Loud sounds are important in both car design and frog flirtation.
So New Hampshire biologists pulled an acoustic camera used by car designers into frog mating pools to study female preferences. Researchers now suspect that a man’s chances of becoming a father depend in part on which group he belongs to.
We humans can name our own examples of how the ho-ham guys got attracted from membership in the right group, says evolutionary biologist Ryan Kalsbik of Dartmouth College. “If Ringo Starr hadn’t been a Beatle …” he says.
The acoustic chamber provides biologists a new tool for exploring membership opportunitieswrote Calsbyk and his colleagues in June Letters on Ecology. Kalsbik admits a colleague from Dartmouth, Hannah ter Hofstede, who studied insect sounds and did not participate in this study, told him about this industrial chamber and its value to biologists.
“The high-tech setup is“ similar to what you can find on a rover, ”he says. The hula hoop-like antenna on the pole holds short microphones that supply 48 independent audio channels to location software. It uses small differences in when the same frog call reaches different microphones to calculate the frog’s location.
Calsbeek carried camera equipment and its substantial battery (sometimes “up to 800 vertical feet with 90 pounds on the back”) to 11 rendezvous pools for wood frogs (Rana sylvatica). In the pool, impatient males “make this huge chaotic sound” like a flock of turkeys. Vigorous imitation of Colsbyk on the phone – imagine like half-swallowed sounds of sound – really give the atmosphere of a bird.
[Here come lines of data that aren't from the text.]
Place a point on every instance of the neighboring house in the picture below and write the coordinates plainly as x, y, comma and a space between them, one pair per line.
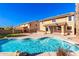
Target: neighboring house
64, 24
34, 26
28, 27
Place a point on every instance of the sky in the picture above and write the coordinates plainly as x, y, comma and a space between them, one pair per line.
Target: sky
13, 14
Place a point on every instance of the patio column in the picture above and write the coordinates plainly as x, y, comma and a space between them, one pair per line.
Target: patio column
62, 30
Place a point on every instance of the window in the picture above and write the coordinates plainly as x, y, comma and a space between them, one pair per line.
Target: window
36, 25
69, 28
46, 29
59, 27
70, 18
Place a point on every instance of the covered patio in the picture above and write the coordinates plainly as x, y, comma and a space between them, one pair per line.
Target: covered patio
60, 28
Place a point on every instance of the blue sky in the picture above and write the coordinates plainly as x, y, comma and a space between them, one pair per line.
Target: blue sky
15, 14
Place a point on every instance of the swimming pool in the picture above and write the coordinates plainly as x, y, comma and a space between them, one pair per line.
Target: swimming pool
31, 45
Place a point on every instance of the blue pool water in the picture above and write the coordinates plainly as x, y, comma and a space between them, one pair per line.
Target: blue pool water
30, 45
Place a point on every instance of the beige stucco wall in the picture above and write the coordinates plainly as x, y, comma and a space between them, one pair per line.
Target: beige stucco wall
58, 20
34, 25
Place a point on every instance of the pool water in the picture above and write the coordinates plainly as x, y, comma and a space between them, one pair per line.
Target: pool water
30, 45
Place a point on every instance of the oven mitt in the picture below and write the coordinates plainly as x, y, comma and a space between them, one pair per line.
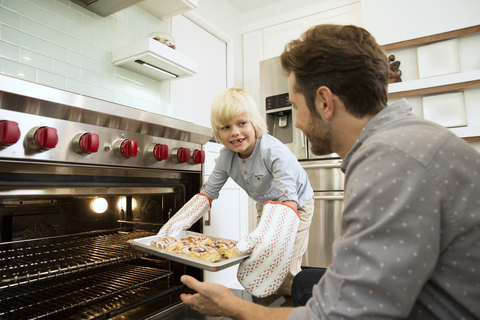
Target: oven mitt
271, 247
191, 211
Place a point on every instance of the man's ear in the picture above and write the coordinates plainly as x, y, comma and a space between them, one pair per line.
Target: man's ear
325, 102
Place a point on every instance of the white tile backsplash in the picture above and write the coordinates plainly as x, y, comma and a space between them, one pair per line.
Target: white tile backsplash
63, 45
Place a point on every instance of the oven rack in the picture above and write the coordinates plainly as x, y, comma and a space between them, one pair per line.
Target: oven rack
35, 260
54, 297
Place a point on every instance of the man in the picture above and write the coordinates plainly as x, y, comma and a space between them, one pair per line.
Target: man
410, 241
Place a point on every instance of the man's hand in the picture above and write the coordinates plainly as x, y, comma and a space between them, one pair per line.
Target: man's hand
211, 299
217, 300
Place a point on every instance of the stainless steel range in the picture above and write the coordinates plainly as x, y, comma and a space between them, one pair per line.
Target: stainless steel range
79, 177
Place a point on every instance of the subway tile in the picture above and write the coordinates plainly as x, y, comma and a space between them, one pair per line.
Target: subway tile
101, 93
79, 87
94, 25
52, 50
113, 84
118, 37
19, 38
121, 15
109, 21
133, 89
84, 11
126, 29
52, 20
22, 7
66, 69
44, 4
66, 40
124, 74
79, 60
35, 59
9, 51
51, 79
9, 18
91, 77
18, 70
123, 99
144, 16
68, 13
37, 29
136, 23
80, 32
104, 43
93, 51
106, 69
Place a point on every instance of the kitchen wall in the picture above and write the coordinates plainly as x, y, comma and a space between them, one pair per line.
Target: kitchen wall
60, 44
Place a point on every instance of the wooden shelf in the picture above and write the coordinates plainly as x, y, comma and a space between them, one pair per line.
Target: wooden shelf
440, 83
432, 38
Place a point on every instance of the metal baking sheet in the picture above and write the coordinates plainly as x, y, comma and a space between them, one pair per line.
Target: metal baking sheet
143, 244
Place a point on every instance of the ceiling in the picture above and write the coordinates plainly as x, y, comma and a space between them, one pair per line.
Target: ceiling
248, 5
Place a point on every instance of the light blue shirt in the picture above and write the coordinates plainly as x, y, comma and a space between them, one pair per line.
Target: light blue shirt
270, 173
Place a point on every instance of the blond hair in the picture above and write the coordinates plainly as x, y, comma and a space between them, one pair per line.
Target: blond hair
233, 102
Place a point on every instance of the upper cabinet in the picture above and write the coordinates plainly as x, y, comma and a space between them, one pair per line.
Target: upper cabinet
168, 8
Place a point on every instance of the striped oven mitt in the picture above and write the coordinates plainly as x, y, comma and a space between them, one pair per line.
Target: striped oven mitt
191, 211
271, 247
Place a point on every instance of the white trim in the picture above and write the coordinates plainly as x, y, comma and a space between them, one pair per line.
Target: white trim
197, 19
300, 13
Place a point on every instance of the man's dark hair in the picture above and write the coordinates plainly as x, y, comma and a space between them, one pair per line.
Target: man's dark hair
347, 60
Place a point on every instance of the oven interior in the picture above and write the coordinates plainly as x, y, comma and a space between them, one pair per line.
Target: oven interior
64, 251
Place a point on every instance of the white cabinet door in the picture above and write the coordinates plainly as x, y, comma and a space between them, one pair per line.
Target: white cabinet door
252, 54
191, 98
350, 14
277, 36
228, 217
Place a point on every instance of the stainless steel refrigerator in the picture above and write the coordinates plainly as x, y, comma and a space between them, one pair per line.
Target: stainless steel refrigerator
324, 172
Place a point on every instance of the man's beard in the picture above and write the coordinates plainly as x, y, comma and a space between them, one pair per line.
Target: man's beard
319, 136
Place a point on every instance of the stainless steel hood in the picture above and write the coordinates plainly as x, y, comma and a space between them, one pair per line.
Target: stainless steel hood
105, 7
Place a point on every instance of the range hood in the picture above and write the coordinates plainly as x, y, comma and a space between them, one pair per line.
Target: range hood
105, 7
163, 8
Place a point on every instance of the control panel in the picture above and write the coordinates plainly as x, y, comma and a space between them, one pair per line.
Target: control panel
33, 137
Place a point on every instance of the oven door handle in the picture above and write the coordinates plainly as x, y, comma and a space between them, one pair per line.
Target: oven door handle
328, 197
323, 166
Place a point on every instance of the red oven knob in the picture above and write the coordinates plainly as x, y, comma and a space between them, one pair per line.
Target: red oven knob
42, 138
180, 155
157, 152
9, 132
125, 149
86, 143
198, 156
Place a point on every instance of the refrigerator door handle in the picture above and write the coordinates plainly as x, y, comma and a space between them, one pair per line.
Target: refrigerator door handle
340, 197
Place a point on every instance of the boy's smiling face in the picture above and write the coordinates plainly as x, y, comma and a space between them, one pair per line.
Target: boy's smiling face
238, 135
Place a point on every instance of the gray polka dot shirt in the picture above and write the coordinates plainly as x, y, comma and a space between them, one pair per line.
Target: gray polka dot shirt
410, 242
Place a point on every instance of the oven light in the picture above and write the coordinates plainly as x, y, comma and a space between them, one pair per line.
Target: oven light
122, 203
99, 205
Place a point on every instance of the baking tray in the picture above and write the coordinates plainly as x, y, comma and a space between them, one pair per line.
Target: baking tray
143, 244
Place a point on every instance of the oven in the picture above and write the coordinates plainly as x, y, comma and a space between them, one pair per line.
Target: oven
79, 177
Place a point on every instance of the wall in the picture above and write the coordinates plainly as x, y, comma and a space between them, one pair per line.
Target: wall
393, 21
60, 44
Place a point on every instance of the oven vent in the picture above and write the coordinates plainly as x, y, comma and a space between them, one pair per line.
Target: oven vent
105, 7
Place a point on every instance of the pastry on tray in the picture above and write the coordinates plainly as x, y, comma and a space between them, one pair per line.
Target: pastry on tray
198, 239
202, 252
226, 248
197, 246
163, 242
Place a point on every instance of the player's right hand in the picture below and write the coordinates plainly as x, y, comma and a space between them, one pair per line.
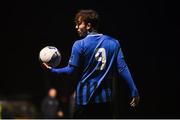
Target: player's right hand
46, 67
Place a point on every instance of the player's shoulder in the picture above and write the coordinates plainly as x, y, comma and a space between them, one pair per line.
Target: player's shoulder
112, 39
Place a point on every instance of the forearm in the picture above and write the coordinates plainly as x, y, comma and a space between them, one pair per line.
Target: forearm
126, 75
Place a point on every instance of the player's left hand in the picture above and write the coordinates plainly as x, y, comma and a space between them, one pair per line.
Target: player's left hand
135, 101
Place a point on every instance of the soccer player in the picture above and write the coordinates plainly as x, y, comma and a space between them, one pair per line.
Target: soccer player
99, 58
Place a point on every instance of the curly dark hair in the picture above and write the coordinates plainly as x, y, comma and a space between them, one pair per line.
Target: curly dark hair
88, 16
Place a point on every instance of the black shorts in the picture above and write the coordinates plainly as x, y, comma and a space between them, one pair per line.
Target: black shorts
94, 110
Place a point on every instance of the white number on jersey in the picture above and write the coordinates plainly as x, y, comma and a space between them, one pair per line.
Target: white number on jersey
101, 56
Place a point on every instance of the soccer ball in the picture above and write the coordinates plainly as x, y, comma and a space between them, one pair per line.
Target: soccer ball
50, 55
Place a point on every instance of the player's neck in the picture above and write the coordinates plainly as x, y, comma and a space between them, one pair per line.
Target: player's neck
92, 32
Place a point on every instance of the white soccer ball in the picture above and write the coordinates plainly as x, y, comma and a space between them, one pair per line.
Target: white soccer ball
50, 55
Wooden frogs maintain their appearance in a crowd of squirrels beating lonely crowds in night pools where males gather and females shop. Fees begin earlier in the year as well wood frogs have a rare ability to survive the cold nest here and there in the litter of leaves, in some latitudes literally freeze with a stopped heart (CH: 21.08.13). Having thawed to life, they gather with the other guys at the pool, devouring their little warmed hearts, waiting for the women to find their way to the party.
Male wood frogs have no anatomy for sperm introduction. The eager dad struggles to grab the female and cling tightly to her so that his sperm reaches the eggs when she releases them. With a good grip the male turns mating frogs from crowdsourcing into an activity for the pair.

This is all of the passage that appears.